I'll pay about GBP 1000.

low risk driver, high risk London address


----------



## ANDYR35 (Sep 1, 2008)

£780


----------



## borat52 (Jan 29, 2006)

£950, low risk driver/area, full no claims.


----------



## EvolutionVI (Sep 6, 2005)

i think its an absolute bargain.....what does a GT3 or 997Turbo cost in UK,just to compare it

I had a quote for a turbo around 3000€ a year....i can buy a lot of tyres for that money


----------



## Zed Ed (Oct 24, 2007)

for me it will be around 40% cheaper to insure than top spec 911 or Evo.

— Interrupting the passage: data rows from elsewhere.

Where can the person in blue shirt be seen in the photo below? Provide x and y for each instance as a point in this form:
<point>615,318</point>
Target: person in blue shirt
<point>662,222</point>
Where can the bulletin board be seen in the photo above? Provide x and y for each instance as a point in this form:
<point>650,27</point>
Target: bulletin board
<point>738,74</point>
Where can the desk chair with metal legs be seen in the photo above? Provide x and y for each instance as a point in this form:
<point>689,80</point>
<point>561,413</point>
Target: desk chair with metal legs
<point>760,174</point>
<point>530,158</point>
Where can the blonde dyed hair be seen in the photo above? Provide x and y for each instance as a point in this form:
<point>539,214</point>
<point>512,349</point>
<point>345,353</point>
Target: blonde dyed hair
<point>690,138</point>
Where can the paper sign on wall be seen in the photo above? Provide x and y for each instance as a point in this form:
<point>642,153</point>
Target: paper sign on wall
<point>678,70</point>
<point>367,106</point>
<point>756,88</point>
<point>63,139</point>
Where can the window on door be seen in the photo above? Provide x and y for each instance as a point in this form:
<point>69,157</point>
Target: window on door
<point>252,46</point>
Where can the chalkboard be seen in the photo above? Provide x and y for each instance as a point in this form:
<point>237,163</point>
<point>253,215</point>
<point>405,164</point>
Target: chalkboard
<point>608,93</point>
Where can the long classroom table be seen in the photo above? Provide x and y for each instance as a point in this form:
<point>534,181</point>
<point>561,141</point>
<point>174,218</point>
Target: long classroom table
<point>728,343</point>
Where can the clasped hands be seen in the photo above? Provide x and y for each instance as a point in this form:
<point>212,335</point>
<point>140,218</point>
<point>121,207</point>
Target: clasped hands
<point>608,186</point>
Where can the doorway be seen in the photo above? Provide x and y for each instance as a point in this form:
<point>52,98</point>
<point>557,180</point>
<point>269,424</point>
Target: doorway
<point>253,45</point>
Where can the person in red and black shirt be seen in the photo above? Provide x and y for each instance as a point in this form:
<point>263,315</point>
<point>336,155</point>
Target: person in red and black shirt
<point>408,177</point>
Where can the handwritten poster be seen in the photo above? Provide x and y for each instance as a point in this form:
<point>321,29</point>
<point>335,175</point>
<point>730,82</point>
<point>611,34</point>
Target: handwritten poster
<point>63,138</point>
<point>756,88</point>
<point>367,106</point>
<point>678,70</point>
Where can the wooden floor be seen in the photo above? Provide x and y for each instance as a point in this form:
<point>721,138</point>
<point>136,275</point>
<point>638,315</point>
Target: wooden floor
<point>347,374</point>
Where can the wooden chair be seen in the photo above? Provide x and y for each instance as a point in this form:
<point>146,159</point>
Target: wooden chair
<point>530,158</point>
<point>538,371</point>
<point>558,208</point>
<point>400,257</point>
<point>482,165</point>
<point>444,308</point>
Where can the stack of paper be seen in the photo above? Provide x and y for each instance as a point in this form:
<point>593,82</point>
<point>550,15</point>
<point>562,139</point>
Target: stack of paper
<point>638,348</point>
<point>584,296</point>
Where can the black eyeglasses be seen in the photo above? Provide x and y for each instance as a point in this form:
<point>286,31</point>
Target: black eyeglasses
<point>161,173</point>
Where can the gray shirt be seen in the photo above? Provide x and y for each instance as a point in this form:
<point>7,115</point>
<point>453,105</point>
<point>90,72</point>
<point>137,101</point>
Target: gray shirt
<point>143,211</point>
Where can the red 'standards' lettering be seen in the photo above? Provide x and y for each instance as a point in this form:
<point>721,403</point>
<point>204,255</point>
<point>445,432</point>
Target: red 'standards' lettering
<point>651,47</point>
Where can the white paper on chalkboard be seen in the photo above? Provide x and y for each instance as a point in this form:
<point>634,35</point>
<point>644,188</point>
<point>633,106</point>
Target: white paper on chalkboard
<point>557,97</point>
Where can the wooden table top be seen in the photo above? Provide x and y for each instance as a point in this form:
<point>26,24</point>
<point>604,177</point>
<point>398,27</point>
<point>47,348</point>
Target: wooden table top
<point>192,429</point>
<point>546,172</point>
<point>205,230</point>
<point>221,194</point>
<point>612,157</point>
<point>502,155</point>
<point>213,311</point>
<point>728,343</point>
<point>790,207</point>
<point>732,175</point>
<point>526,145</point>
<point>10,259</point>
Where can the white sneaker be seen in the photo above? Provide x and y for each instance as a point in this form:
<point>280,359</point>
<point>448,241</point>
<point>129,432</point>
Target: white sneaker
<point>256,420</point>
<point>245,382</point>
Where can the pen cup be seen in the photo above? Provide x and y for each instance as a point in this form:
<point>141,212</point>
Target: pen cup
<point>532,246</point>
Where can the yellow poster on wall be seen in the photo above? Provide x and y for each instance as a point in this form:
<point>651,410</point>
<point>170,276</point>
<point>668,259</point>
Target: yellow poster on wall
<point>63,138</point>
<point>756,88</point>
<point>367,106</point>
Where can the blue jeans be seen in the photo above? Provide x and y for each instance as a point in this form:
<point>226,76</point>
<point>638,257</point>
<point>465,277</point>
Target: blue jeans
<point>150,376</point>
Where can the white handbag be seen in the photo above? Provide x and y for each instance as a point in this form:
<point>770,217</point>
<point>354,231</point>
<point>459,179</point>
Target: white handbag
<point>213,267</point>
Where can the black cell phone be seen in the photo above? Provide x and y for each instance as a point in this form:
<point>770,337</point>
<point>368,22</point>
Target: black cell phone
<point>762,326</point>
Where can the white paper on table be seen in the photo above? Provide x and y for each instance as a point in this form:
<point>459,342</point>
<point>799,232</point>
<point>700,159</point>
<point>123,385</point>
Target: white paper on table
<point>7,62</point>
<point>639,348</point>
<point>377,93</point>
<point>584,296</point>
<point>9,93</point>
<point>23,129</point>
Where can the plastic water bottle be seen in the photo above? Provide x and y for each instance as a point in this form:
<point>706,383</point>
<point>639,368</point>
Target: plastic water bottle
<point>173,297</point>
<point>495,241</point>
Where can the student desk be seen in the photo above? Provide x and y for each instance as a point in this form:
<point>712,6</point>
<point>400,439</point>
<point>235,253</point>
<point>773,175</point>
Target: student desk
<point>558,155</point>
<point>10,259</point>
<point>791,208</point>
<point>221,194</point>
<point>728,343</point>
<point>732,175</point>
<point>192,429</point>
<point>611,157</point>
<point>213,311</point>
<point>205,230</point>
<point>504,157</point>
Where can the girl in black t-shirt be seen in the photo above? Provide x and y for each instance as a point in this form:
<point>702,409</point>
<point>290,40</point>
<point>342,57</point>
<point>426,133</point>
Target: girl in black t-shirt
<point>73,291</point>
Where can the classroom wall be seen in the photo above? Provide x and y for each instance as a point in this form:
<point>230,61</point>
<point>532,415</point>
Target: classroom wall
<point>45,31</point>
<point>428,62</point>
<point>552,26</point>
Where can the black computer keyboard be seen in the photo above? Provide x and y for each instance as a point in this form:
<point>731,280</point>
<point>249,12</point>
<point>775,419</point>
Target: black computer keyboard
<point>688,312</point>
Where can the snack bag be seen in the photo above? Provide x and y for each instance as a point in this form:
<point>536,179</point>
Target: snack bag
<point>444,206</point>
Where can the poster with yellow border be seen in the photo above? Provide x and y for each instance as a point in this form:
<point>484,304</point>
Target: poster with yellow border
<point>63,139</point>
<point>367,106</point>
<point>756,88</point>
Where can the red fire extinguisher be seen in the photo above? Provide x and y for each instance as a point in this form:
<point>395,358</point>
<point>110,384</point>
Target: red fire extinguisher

the GTR is about double the cost of my 350z to insure, and about 30% more than my WRX.


----------



## peterpeter (Feb 24, 2008)

Im paying £1100 but with unlimited track day cover.

A Manning.


----------



## speedyK (Mar 4, 2009)

peterpeter said:


> Im paying £1100 but with unlimited track day cover.


You UK residents are soooooo lucky with track cover.

Just fyo, I have a clean licence and am a _very_ good customer (both business and private) with the best insurer here. Adding track cover to your annual policy is not possible – but you can do it on a per day basis.

Per *DAY* I have to pay to pay (if I bother)... wait for it...














5000 Swiss francs (current exchange rate £2978.32),

so, if I went on track every day in a year I would pay...

well, I let you work it out 

Currently NOT tracking my Exige and saving my pennies!


----------



## Eric Laybourne (Apr 27, 2009)

I pay £735 , maximum no claims , tracker required...bizarely this was with my wife on the insurance - me on my own was another £60 or so....privilege insurance ( dont believe flux insurance flyers with gtroc literature - I have my suzuki gsxr 1000 insured with flux and was hoping for a really competitive quote with them for my gtr on the back of this - they refused cover - it pays to shop around , my other quotes were £920 and £1106...)


----------



## Matze (Jun 3, 2009)

I'll have to pay about 4000 Euro.
High risk driver/to much HP


----------